Precisamos sem dúvida de criar estratégias para
informar a população médica. Quando existe algum problema/dúvida relacionado/a
com as crianças, os pais dirigem-se em primeiro lugar aos médicos. A maior
parte dos médicos não tem em atenção os fatores de risco na gaguez e guiam-se somente
pela taxa de remissão espontânea, pelo que são “perdidos” muitos casos onde
poderia ter existido uma intervenção precoce.
Precisamos ainda de informar os professores, que
lidam diariamente com as crianças Para quem encaminhar? O que fazer quando as
crianças estão a gaguejar em sala de aula? Estas são duvidas comuns nos
professores, mas que vão sendo esquecidas, porque a turma é muito grande e não
dá para prestar atenção apenas a uma criança, o tempo é reduzido, há outras
coisas “mais” importantes a fazer…E o tempo vai passando…

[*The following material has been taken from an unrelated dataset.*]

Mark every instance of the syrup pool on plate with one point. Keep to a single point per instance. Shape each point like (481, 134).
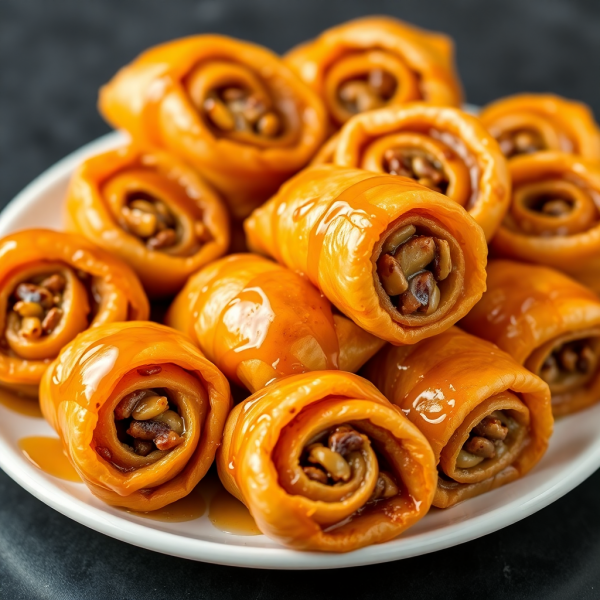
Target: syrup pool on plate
(48, 455)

Infelizmente a gaguez não é considerada uma
dificuldade prioritária, logo as crianças com gaguez são facilmente “passadas à
frente” por outras crianças com problemáticas mais “graves”, nos atendimentos
públicos (hospitais e centros de saúde). Cada um de nós tem que lutar a sua
maneira para que a “voz” destas crianças também seja ouvida e, sobretudo, lutar
em conjunto com as organizações que se destinam a este fim, tais como a
Associação Portuguesa de Gagos e a Associação Portuguesa de Terapeutas da Fala.
Em equipa, em conjunto, conseguimos fazer mais e melhor.
Com esta entrevista, esperemos ter elucidado as pessoas acerca da maneira como se processa a intervenção terapeutica num quadro de gaguez.